Clement may be a witness to a rather lengthy process of prebaptismal catechesis in Egypt when he writes in his Stromata (or Miscellanies) II:18:
. . . husbandmen derived advantage from the law in such things. For it orders newly planted trees to be nourished three years in succession, and the superfluous growths to be cut off, to prevent them being loaded and pressed down; and to prevent their strength being exhausted from want, by the nutriment being frittered away, enjoins tilling and digging round them, so that [the tree] may not, by sending out suckers, hinder its growth. And it does not allow imperfect fruit to be plucked from immature trees, but after three years (ἀλλὰ μετὰ τριετίαν), in the fourth year; dedicating the first-fruits to God after the tree has attained maturity.
This type of husbandry may serve as a mode of instruction, teaching that we must cut the growths of sins, and the useless weeds of the mind that spring up round the vital fruit, till the shoot of faith is perfected and becomes strong. For in the fourth year, since there is need of time to him that is being solidly catechized, the four virtues are consecrated to God, the third alone being already joined to the fourth, the person of the Lord.(τοῦ κυρίου τετάρτην ὑπόστασιν)

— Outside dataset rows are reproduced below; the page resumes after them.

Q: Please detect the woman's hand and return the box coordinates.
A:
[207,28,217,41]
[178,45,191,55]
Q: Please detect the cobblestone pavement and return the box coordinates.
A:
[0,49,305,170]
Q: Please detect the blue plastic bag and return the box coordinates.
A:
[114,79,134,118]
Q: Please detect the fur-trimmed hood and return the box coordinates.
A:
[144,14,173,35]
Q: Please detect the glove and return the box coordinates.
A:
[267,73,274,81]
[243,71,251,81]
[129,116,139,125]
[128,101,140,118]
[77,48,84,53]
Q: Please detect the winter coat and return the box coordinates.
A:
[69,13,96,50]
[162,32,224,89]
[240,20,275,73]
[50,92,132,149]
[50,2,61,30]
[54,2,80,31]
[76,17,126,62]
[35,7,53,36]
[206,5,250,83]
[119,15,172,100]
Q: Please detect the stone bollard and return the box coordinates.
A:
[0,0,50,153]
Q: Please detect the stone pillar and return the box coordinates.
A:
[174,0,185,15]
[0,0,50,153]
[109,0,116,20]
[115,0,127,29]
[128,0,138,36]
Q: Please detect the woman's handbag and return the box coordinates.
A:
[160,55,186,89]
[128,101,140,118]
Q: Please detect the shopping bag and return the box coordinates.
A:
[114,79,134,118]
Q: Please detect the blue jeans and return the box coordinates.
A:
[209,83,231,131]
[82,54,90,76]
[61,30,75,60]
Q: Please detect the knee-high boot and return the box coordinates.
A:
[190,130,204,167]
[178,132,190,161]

Because another early Christian document, the so-called Apostolic Tradition, ascribed to Hippolytus of Rome (ca. 217) does have a reference to "three years" of catechumenal instruction, scholars have often concluded that the overall length of the catechumenate both in Egypt and Rome, if not universally throughout the early church, was three years in duration. [p. 64 - 65]

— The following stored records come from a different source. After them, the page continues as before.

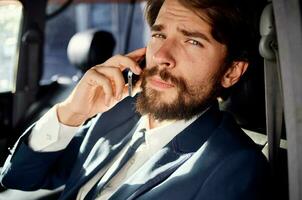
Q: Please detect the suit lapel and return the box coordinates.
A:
[110,104,221,199]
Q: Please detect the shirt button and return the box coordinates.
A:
[46,134,52,140]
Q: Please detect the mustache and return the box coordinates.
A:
[142,66,189,92]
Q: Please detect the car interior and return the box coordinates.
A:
[0,0,302,200]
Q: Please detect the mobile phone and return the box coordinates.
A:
[127,57,146,97]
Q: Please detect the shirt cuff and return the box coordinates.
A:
[28,106,80,152]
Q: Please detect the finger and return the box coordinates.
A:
[95,67,126,100]
[85,68,113,106]
[102,55,142,75]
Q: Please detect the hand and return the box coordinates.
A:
[57,48,146,126]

I think Maxwell doesn't see that this also reinforces our understanding of the original interpretation of an 'after the third' day resurrection as being on the 'fourth day.' Notice also that 'the Lord' is called 'the fourth' (τετάρτην). My guess is that all of this develops from the original significance of the diatessaron. It may even be the source of the Arian preservation of the original Alexandrian distinction of the Son as being subordinate to the Father (as the diatessaron is half the diapason or 'octave').
The diatessaron is the underlying mystical context by which baptism and the resurrection are joined together to form the 'baptism into the death of Christ' (Rom 6:3).